Kaltin grinned as he turned his mount eastward. "We are giving battle," he said over his shoulder. "And we're winning."
He turned and chopped a hand forward. " Waymanos! "
* * *
"Well, this is something new," Bartin Foley said.
The road was a churned-up mass of mud and dung and dogshit; exactly what you would expect after a major army passed by. The litter of discarded baggage was about what he'd become accustomed to, after the first week. One of the main problems had been preventing the men loading themselves down with non-essential loot. Some of it had been fairly tempting — even a silver bathtub, for the Spirit's sake! Masses of servants and thralls and camp followers as well, not just whores but families.
This time it was guns, their barrels glistening under the quick spring rain. The bronze glittered more brightly as the clouds split and watery sunlight broke through. Twenty of the guns were light field-pieces; three were heavier, not quite siege guns but nearly. . and that must be about all of Ingreid's remaining artillery, counting what had bogged down in fords and fallen off bridges and broken its axles before getting this far.
"They're over here, sir," Lieutenant Torridez said.
The ruts didn't stop at the edge of the road; in fact, it was difficult to say just where the road had been, in the swath of trampled and churned devastation cutting southwest through the fields. Only the line of the railway embankment made it certain. There was a good deal of swamp and forest hereabouts, and drainage channels in the cleared fields. The three hundred Brigaderos squatting with their hands behind their heads were in what had probably been a pasture in better days.
"Found them sitting here," Torridez went on. "Didn't give us any trouble at all."
Foley wrinkled his nose slightly at the smell, and made a mental note to make sure the priests were checking on the mens' drinking water. Dysentery like this was the last thing they needed.
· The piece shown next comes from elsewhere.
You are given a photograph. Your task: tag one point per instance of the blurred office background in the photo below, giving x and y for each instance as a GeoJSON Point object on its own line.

The two Civil Government officers pulled up beside an older man; he was wearing back-and-breast armor, although the troops in the field were dragoons. He rose, blinking watery gray eyes at the young man with the hook; his head was egg-bald, and his face had probably been strong before fever and hunger left the skin sagging and ash-colored.
"Colonel Otto Witton," he said hoarsely.
"Captain Bartin Foley," the younger man replied in careful Namerique. "This is your regiment?"
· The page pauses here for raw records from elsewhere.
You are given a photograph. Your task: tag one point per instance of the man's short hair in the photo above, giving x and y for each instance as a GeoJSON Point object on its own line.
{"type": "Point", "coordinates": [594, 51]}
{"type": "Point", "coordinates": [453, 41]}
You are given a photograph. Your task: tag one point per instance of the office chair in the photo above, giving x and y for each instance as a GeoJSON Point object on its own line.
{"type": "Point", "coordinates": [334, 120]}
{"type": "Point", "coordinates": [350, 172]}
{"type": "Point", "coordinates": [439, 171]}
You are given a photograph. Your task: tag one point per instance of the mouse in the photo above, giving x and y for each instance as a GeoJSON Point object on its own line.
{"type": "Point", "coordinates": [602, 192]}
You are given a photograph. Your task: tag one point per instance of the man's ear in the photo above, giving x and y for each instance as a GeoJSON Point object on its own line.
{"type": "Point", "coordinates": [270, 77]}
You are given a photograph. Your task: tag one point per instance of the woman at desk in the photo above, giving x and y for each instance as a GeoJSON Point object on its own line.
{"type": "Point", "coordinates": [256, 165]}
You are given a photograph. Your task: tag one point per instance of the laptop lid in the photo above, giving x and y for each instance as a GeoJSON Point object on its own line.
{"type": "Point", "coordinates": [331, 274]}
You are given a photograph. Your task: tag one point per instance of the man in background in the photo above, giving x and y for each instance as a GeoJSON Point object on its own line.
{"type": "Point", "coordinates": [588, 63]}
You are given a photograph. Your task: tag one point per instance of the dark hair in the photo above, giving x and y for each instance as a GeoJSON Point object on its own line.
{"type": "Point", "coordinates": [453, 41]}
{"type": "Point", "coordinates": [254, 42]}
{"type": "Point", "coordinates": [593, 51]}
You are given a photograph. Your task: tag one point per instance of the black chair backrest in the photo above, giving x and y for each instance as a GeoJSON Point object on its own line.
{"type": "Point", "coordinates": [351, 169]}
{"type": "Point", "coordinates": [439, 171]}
Witton laughed, then coughed wrackingly. "What's left of it," he said. "The ones who didn't bug out last night." He laughed again, then coughed until he retched. "We're the rearguard, officially."
Foley touched his lips with his hook. "Colonel, you may be in luck," he said. "I'm sending back an escort with our walking wounded." The Brigadero nodded, as aware as he of the other option. "However, there are a few things I'd like to know. ."
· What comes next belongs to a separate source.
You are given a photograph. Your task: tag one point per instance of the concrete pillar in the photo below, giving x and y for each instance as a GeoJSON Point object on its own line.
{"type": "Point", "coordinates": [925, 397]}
Witton grunted and spat red-flecked spittle into the mud. "Ask away. A brother and a son I've lost because that pig-ignorant sauroid-fucker Manfrond bungled this war into wreck, and Teodore Amalson's whole legacy with it. Outer Dark, Forker might have done better."
"The Spirit of Man is with General Whitehall," Foley said. "Now, what we'd like to know is—"
The sound from the edge of the swamp was nearly half a kilometer away, and still loud enough to stun. The form of it was something halfway between a gobbling shriek and a falcon's cry, but the volume turned it into a blur in the background, like the stones in a watermill. The creature charged before the last notes died. Its body was seven meters long and it had the rangy lethality of a bullwhip. Half the length was tail, and most of the rest of it seemed to be head, split in a gape large enough to engulf half a man's torso. It was running on its hind legs, massive yet agile, thick drumsticks pushing the clawed eagle feet forward three meters for each bounding birdlike stride. The forelegs were small by comparison, but they each bore clawed fingers outstretched toward the prey. Mottled green scales covered the upper part of its body; the belly was cream, and the wattles under its throat the angry crimson of a rooster's comb.